Now, the medicinal chemistry group at Cardiff hopes to successfully apply knowledge gained transforming the treatment of anti-viral diseases to developing treatments for rare disorders in collaboration with Ichorion Therapeutics, a New York-based biopharmaceutical company focused on IEMs. Building upon the ProTide strategy originally conceptualized by Cardiff’s own Professor Chris McGuigan, the collaboration takes a fresh look at a prodrug approach balancing the capability to directly address a monogenic deficiency of the disease state with a small molecule possessing suitable chemical properties to become a medicine.

One such disease state is the mitochondrial DNA depletion syndrome (MDS) known as Deoxyguanosine Kinase (DGUOK) Deficiency. MDS patients have difficulty synthesizing mitochondrial DNA (mtDNA), which compromises the cell’s powerhouse. Cardiff and Ichorion have worked closely over the past year to optimize lead compounds shown to rescue mtDNA depletion in multiple models of DGUOK Deficiency. What they’ve learned is being applied to others MDSs and to IEMs more broadly.
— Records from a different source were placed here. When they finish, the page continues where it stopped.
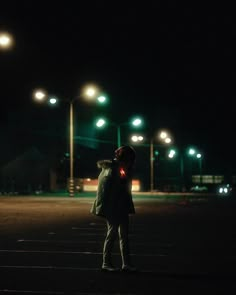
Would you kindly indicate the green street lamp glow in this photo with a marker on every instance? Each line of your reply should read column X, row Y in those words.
column 40, row 95
column 100, row 123
column 6, row 40
column 191, row 151
column 137, row 138
column 102, row 99
column 53, row 100
column 171, row 153
column 136, row 122
column 90, row 92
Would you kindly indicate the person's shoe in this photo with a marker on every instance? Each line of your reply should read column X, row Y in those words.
column 129, row 268
column 108, row 268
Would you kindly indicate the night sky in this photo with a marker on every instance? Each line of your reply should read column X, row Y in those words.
column 173, row 64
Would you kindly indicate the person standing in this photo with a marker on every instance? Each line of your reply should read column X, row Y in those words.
column 114, row 203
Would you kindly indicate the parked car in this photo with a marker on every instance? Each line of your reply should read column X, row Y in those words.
column 224, row 190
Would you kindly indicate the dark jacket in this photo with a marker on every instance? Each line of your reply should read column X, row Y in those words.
column 114, row 197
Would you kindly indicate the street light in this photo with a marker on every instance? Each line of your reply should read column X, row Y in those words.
column 192, row 152
column 101, row 122
column 6, row 40
column 90, row 92
column 164, row 138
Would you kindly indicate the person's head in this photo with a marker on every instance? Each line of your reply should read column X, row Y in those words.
column 126, row 155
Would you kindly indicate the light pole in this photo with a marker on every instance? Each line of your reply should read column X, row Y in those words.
column 192, row 153
column 90, row 92
column 6, row 40
column 101, row 122
column 165, row 138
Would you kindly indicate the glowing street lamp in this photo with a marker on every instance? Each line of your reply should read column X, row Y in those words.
column 6, row 40
column 89, row 92
column 136, row 122
column 164, row 138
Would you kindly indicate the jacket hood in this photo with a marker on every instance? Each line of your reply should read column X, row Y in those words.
column 104, row 164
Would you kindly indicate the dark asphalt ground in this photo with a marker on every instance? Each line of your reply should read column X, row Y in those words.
column 54, row 246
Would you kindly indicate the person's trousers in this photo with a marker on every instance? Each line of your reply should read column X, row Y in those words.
column 117, row 229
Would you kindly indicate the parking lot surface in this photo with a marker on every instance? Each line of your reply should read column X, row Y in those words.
column 54, row 246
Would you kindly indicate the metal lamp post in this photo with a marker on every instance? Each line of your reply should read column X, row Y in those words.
column 89, row 91
column 102, row 122
column 165, row 138
column 6, row 40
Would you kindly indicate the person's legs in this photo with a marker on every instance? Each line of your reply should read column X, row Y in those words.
column 112, row 232
column 124, row 240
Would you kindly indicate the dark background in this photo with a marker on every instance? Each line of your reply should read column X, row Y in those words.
column 173, row 64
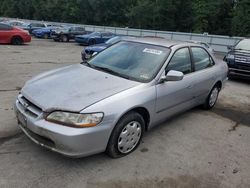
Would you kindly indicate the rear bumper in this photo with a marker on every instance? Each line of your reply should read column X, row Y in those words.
column 68, row 141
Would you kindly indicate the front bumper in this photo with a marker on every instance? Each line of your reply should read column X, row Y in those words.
column 68, row 141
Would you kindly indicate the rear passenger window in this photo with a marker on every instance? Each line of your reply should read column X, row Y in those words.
column 201, row 58
column 5, row 27
column 180, row 61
Dr. Fabrizio Pertusati of Cardiff University’s School of Pharmacy and Pharmaceutical Sciences, who leads the chemistry efforts, added, ‘This work may represent an important step forward toward hope for patients with unmet medical needs. We’ve learned a lot applying our chemistry to anti-viral and anti-cancer drug development, and we’re excited to extend our scientific platform with the hope of helping under-served patient populations with rare metabolic diseases.’